In a deep dish, place the shoulder with enough cider vinegar and water to cover (2:1 ratio vinegar to water). Season the marinade with S & P to taste and the cayenne. Marinate refrigerated overnight, or, in a pinch, at least 2-3 hours at room temperature. After removing the meat from marinade, soak the wood chips for about an hour before cooking.
Fully ignite charcoal. Allow to flame until briquettes become white and powdery in appearance (EXTREMELY hot). Place in a rectangular formation in your grill, just a bit larger than the size of your roast. Drain the wood chips and place on top of the charcoal. Place the butt in the center of the rectangle. The temp should be about 275° (if using gas, set to 250°).

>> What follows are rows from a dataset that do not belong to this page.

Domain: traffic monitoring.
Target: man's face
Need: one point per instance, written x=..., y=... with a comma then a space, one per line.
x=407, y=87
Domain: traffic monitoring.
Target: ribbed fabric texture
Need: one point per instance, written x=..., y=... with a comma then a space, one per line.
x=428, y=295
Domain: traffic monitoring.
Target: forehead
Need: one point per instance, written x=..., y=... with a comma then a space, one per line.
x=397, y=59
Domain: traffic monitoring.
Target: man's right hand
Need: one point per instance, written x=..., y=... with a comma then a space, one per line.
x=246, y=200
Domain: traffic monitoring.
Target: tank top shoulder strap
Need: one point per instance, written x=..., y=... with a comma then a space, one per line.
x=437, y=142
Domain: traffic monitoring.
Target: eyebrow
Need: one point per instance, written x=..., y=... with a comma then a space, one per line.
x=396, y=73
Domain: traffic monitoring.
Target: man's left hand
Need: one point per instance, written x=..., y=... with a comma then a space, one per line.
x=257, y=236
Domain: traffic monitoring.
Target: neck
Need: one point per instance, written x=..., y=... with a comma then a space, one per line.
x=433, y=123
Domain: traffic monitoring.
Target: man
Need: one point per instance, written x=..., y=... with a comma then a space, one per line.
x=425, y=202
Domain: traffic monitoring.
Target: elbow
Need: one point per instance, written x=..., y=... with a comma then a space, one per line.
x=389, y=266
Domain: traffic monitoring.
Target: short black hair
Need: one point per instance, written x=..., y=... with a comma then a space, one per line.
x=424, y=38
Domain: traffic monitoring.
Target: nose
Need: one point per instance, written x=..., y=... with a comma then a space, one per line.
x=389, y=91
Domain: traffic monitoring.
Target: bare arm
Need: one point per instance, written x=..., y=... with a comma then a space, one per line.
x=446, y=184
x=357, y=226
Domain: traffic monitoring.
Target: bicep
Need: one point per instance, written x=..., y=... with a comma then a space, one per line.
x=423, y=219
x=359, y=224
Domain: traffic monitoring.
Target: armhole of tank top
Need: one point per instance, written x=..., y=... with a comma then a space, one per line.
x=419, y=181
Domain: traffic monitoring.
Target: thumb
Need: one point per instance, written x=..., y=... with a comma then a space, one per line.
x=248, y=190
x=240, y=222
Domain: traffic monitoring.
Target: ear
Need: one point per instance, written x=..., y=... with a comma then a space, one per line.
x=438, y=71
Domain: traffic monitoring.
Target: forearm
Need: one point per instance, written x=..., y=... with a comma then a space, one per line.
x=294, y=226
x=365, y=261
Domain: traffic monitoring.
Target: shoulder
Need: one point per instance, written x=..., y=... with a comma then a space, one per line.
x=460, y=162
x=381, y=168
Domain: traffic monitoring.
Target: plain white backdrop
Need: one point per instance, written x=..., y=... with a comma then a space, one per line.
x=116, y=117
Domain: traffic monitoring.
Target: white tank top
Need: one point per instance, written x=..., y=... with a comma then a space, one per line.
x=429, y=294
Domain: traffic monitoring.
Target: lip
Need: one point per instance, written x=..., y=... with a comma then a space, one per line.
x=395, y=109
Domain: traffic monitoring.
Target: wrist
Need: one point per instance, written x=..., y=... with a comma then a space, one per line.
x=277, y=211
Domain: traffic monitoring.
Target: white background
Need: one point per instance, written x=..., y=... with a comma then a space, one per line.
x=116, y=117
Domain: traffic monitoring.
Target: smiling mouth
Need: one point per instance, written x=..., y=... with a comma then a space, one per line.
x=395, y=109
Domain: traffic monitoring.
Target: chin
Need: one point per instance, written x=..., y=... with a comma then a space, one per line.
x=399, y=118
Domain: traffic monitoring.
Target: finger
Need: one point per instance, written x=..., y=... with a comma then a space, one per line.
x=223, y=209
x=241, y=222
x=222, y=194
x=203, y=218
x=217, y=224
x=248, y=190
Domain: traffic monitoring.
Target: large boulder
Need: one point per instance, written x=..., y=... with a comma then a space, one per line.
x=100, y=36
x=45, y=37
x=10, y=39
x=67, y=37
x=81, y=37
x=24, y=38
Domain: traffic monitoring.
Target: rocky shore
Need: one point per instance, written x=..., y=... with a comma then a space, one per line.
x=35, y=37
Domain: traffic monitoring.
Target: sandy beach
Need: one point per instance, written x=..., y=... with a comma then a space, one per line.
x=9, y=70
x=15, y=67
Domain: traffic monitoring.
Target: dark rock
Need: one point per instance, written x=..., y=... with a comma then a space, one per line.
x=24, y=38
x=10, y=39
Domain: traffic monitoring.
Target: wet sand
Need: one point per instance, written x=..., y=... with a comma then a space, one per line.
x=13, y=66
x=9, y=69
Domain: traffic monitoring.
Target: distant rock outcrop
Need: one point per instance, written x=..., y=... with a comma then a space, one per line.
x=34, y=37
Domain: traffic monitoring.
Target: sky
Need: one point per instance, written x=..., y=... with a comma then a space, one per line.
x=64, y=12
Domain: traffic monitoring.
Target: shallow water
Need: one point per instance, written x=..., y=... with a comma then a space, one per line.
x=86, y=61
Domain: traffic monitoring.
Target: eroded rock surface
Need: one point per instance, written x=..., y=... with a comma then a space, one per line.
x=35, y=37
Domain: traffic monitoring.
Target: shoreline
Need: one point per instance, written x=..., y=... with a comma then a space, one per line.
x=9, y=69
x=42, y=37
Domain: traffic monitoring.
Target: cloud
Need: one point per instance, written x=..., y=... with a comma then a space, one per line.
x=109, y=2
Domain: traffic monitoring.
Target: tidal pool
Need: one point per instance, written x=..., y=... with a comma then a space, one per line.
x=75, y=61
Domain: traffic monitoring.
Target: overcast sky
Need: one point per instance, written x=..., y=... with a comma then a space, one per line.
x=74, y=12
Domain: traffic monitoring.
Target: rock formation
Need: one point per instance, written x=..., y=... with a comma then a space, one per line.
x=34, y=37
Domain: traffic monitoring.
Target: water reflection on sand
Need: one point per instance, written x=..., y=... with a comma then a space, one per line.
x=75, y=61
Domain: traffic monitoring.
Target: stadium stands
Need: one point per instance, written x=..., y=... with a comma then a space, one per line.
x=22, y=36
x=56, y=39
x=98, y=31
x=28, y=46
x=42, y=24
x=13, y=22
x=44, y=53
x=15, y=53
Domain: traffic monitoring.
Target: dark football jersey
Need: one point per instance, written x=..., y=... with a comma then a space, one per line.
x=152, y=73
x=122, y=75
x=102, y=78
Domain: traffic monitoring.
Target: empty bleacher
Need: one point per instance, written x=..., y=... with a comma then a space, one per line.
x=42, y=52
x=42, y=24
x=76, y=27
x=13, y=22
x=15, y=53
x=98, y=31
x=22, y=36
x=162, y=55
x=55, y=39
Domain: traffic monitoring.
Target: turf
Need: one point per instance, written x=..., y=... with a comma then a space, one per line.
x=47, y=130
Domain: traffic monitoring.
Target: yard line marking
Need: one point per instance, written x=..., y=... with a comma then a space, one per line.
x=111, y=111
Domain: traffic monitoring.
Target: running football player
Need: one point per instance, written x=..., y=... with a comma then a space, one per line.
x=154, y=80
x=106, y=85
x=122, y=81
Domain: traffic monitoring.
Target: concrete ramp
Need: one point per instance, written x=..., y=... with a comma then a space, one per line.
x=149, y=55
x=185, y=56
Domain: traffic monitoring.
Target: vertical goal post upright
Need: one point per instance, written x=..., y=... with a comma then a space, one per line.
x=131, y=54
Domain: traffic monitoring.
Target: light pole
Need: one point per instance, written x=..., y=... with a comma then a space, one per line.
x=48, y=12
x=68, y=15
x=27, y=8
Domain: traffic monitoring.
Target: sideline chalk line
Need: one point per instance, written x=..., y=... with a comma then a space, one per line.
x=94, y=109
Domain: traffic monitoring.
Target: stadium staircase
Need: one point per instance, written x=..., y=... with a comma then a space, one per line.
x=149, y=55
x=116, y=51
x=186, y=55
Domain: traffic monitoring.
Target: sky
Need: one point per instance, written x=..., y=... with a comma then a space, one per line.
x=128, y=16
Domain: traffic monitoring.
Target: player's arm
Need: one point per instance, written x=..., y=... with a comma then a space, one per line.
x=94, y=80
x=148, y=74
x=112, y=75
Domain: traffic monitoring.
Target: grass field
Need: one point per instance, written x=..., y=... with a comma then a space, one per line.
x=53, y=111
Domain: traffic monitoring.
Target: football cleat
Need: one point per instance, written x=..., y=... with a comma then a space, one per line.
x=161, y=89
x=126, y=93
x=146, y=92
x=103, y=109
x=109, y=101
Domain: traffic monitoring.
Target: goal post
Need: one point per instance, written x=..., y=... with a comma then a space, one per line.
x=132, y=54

Cook covered, for 3 1/2-4 hours, or until very tender. A knife inserted into center should easily pierce to the bone. Allow the meat to rest for about 30 minutes and pull pieces off by hand.
Vinegar sauce: Shake together cider vinegar, salt, pepper, crushed red pepper, and cayenne to taste. Use to accent the natural flavors of the pulled pork. Serve pulled pork, topped with a dash of pepper vinegar, with coleslaw on the sandwich or on the side.
Only difference in the whole hog and shoulder is time and amount of charcoal. For whole hog cooking time is approximately 1 hour for every 10 pounds. The charcoal should be 30-40 pounds of coal.